Back to the Future, β meson collider
The SLAC’s β meson machine produces particles as part of an international collaboration studying antimatter behavior. SLAC’s collider is not the only physics program affected by the budget limitations.
If we are even halfway serious about energy independence and CO2 emissions, and how can we not be, these high energy projects will be critical to our future.
I don’t believe in “Back to the Future” energy solutions. Sustainable clean energy independence will depend on new and continuously advancing technology, not a rethinking of organic fuels. For instance, if we develop coal with carbon sequestration, we are still challenged by the carbon waste and a low efficiency energy source. Arguably another country moving to nuclear or solar or more exotic source will drain us of our scientific capacity, leaving us again dependent --- dependent in technology and human capital. Lower efficiency equates to a lesser economy as well. Our technological edge is lost, what seems like energy independence with old technology and past abundance becomes an illusion. While coal may make special interests rich, old solutions will leave us technologically and economically dependent on other nations.

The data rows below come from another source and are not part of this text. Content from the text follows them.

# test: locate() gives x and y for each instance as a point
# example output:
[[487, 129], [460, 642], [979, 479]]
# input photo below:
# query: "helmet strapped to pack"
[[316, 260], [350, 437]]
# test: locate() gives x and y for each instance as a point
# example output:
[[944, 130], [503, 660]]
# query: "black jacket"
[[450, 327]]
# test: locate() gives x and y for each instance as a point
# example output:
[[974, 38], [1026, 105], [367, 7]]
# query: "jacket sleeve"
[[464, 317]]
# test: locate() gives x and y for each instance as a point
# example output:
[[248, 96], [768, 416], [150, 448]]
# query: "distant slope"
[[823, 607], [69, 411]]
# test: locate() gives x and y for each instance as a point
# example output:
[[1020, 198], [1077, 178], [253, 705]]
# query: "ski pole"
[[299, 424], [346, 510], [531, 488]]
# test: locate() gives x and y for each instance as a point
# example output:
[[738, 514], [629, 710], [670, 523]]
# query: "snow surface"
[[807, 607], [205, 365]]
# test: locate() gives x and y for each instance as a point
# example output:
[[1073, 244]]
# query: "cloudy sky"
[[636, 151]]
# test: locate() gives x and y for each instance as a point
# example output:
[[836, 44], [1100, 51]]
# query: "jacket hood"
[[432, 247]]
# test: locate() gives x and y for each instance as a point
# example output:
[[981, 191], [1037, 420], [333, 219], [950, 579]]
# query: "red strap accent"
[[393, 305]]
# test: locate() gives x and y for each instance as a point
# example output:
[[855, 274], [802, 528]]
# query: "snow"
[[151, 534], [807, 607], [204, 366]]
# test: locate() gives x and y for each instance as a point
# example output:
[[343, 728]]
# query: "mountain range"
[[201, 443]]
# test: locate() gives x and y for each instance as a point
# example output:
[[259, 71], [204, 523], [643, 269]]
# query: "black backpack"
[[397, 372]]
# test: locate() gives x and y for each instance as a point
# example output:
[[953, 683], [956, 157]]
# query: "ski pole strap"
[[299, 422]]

Historically, one might envision an energy source continuum, based on the chemistry and physics of combustible[1] or otherwise reactive fuel. The hierarchy, beginning in the distant past with wood, advances through charcoal, coal, alcohol, fuel oil, natural gas to hydro-electric; each enteration achieving stepwise a higher level of efficiency. Energy per dollar, per volume or per weight, all is relevant. Present clean energy involves nuclear, solar, and physical sources such as wind, sea, geothermal and heat pumps, higher efficiencies yet. The future promises cleaner and dramatically more powerful sources: fusion, greater understanding and use of solar, cosmic radiation and, relevant to the SLAC collider, the use of antimatter, even dark-matter as a yet more abundant, affordable and efficient source of energy.
From an economic standpoint, energy is the cheap exploitable resource that drives the economy with opportunity, production, productivity, thus our wealth and standard of living. Energy is such a critical infrastructure to our economy that it cannot be left to sanctioned monopolies, politicians, and special interests -- or to chance. Increasing levels of high tech. competition, unlimited R&D and education are the keys. Regulated utilities will not back off, nor will they try new technology, not when they each own half a state with an exclusive territory. Government cannot dictate the direction or the outcome but it can promote education, R&D, and small highly competitive solutions with highly distributed and diverse energy options. We cannot go back to the future.
Cosmology and string theory may or may not be pipe dreams, but black holes, dark matter, positron electron annihilation and helium deuterium reactions are not. The product of SLAC’s β meson collider may be as important to the DOE as Scottie in the engine room of the Starship Enterprise.